The Court held that the Directive’s so-called “safe harbour” rules – which are now transposed in the Digital Services Act (DSA) – could not be interpreted to interfere with the regime of the General Data Protection Regulation (GDPR). These rules protect platforms from liability for illegal content posted by their users unless they have knowledge of the content in question and have been given a chance to take it down. Russmedia significantly weakens the intermediary liability protection – but the extent of the damage to the safe harbour remains unclear.

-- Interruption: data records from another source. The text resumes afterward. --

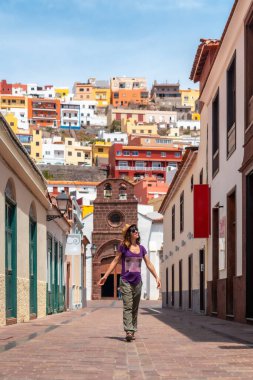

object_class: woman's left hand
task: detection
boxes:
[156,277,162,289]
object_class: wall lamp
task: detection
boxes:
[47,190,69,222]
[90,243,97,256]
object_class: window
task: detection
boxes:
[135,161,145,168]
[191,175,193,191]
[119,183,127,200]
[119,161,128,168]
[171,205,175,241]
[152,161,162,169]
[171,264,175,306]
[199,169,203,185]
[104,183,112,198]
[107,211,124,227]
[227,52,236,157]
[212,90,219,177]
[180,192,184,232]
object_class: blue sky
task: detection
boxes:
[0,0,234,88]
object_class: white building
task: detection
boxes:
[27,83,55,98]
[47,180,99,206]
[98,130,128,145]
[191,0,247,322]
[61,102,81,129]
[159,147,209,313]
[176,120,200,134]
[40,136,65,165]
[1,108,29,130]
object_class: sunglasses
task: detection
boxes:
[129,227,139,233]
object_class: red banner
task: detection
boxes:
[193,185,210,238]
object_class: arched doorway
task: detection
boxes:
[92,240,121,300]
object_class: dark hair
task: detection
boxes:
[123,224,141,248]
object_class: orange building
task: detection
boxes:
[111,77,149,107]
[0,95,26,109]
[73,82,94,100]
[28,98,61,128]
[134,177,169,204]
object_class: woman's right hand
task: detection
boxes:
[97,276,107,286]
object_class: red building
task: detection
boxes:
[109,144,182,181]
[0,79,12,95]
[134,177,169,204]
[28,98,61,128]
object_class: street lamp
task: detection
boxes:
[90,243,97,256]
[47,190,69,222]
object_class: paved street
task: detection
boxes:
[0,301,253,380]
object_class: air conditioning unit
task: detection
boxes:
[104,190,112,198]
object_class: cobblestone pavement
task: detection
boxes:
[0,301,253,380]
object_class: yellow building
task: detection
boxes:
[65,138,92,166]
[4,112,42,162]
[92,141,112,165]
[0,95,27,110]
[92,88,111,107]
[30,129,42,162]
[192,112,200,120]
[121,118,157,135]
[81,205,94,218]
[179,88,199,112]
[55,87,69,99]
[4,112,18,134]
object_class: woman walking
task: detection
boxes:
[98,224,161,342]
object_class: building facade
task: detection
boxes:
[109,144,182,181]
[0,116,50,325]
[107,108,177,126]
[191,0,253,322]
[150,81,181,110]
[91,179,137,299]
[27,98,61,128]
[159,147,209,313]
[111,77,149,107]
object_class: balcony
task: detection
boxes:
[32,115,57,120]
[115,166,167,172]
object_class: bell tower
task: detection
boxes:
[92,178,138,300]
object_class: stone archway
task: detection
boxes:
[92,240,121,300]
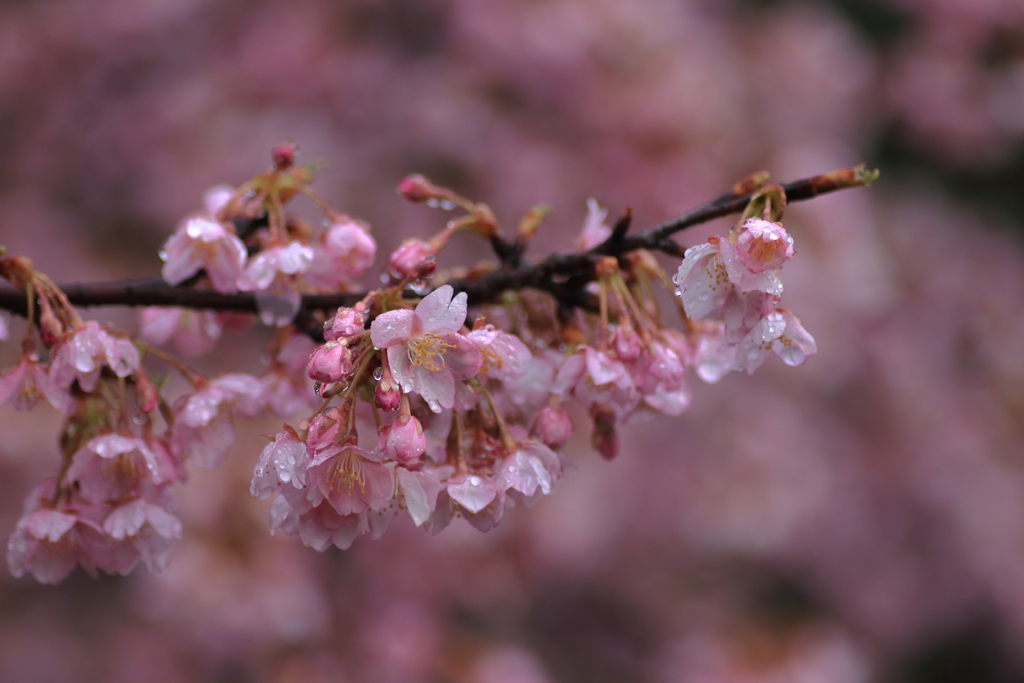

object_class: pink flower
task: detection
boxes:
[551,346,640,418]
[249,431,309,500]
[306,342,352,384]
[445,473,504,514]
[307,443,394,515]
[65,433,176,504]
[575,198,611,251]
[160,217,246,294]
[530,405,572,449]
[736,218,794,273]
[370,285,483,413]
[171,373,266,467]
[238,242,313,328]
[466,325,530,382]
[736,308,817,373]
[673,237,782,321]
[377,414,427,465]
[387,238,435,280]
[305,216,377,291]
[394,466,453,526]
[50,321,141,391]
[324,303,367,341]
[496,441,562,499]
[0,353,76,415]
[139,306,223,357]
[103,498,181,570]
[7,480,139,584]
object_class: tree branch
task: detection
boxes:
[0,167,878,327]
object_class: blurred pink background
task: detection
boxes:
[0,0,1024,683]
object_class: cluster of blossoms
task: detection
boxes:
[0,145,815,583]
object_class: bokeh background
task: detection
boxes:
[0,0,1024,683]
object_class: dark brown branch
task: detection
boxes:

The judgment can be read as having either a broad or narrow application, and the extent of the damage will depend upon how expansively the case is interpreted. Already, different actors are reading the judgment in different ways: European legal scholars, judges, and legislators are likely to interpret the case narrowly, as applying only to “online marketplaces” or even only to a subset of marketplace operators. Digital platforms themselves – largely foreign companies – are likely to read it more expansively, seeing in the Court’s reasoning a potential application to all internet hosting services, since the judgment does not explicitly limit its scope.

Two roads diverged

The case originated when the applicant – a woman who had been harmfully impersonated in an advert posted on Russmedia’s site – having no recourse to the unidentified user who posted the ad – sued the platform not merely for infringements relating to reputational rights, but crucially also for violation of data protection rules. She argued that – in cases where liability was established under other regulatory acts of the EU, like the GDPR – intermediary liability protections should not apply. The third-instance Romanian court referred the case to the CJEU on August 3rd 2023. Fundamentally, in all its questions, the referring court was asking the CJEU for clarity on the relationship between the GDPR and the intermediary liability regime in cases where their requirements appear to overlap or conflict.

The opinion of Advocate General (AG) Szpunar (the Opinion), delivered on February 6th 2025, set out an attractive means for the Court to solve the case by making a granular distinction between different activities of the platform as giving rise to differentiated liabilities as “data controller” and “data processor” under the GDPR. This would have been in line with the interpretations of the Commission (para. 119ff) and the Article 29 Working Party (now, the European Data Protection Board, see for example p. 25 of this Opinion and para. 40ff of their Guidelines). For reasons it largely declined to illuminate, however, the Court rejected the AG’s solution in favour of a road less travelled.

Russmedia, the Court held, as an operator of an online marketplace, was not a mere “processor” but liable as a “data controller” for GDPR purposes in respect to personal data contained within an advert which was maliciously posted on its site. The advert falsely presented the applicant in the main proceedings as offering sexual services online. The site in question – Publi24.ro (Publi24) – is an online classifieds marketplace, in the template of a Craigslist, and the impugned ad – posted by an anonymous and unidentified user – was unfortunately reproduced on other sites before the operator could take it down.

Additionally, the Court places significant weight upon the fact that Russmedia reserved the right in its terms and conditions to reproduce, otherwise manipulate, transfer, or delete user data – a clause which, the Commission and the AG observed, was “not unusual for intermediation services” and was appropriate in view of the “valuable role played by intermediary service providers in preventing illegal online content” (the Opinion, para. 61).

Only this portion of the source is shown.